In a study published in February, researchers at the European Commission’s Joint Research Centre, published a paper called “Can We Trust AI Benchmarks? An Interdisciplinary Review of Current Issues in AI Evaluation” that found “systemic flaws in current benchmarking practices”—including misaligned incentives, construct‑validity failures, gaming of results and data‑contamination.
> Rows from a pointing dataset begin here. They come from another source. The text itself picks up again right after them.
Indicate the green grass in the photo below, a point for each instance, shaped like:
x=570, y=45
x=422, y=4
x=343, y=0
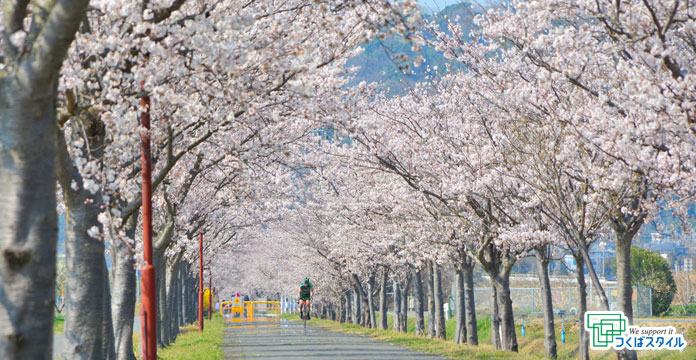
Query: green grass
x=530, y=347
x=192, y=344
x=58, y=324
Going forward, Wolf said the AI industry should rely on two main types of benchmarks going into 2025: one for assessing the agency of the models, where LLMs are expected to do tasks, and the other tailored to each use case for models.

Hugging Face is already working on the latter.

The company’s new program, “Your Bench,” aims to help users determine which model to use for a specific task. Users feed a few documents into the program, which then automatically generates a specific benchmark for the type of work that users can apply to different models to see which one is best for the use case.

“Just because these models are all working the same on this academic benchmark doesn’t really mean that they’re all exactly the same,” Wolf said.

Open‑source’s ‘ChatGPT moment’

Founded by Wolf, Clément Delangue, and Julien Chaumond in 2016, Hugging Face has long been a champion of open‑source AI.

Often referred to as the GitHub of machine learning, the company provides an open‑source platform that enables developers, researchers, and enterprises to build, share, and deploy machine‑learning models, datasets, and applications at scale. Users can also browse models and datasets that others have uploaded.

Wolfe told the Brainstorm AI audience that Hugging Face’s “business model is really aligned with open source” and the company’s “goal is to have the maximum number of people participating in this kind of open community and sharing models.”

Wolfe predicted that open‑source AI would continue to thrive, especially after the success of DeepSeek earlier this year.

After its launch late last year, the Chinese‑made AI model DeepSeek R1 sent shockwaves through the AI world when testers found that it matched or even outperformed American closed‑source AI models.

Wolf said DeepSeek was a “ChatGPT moment” for open‑source AI.

“Just like ChatGPT was the moment the whole world discovered AI, DeepSeek was the moment the whole world discovered there was kind of this open society,” he said.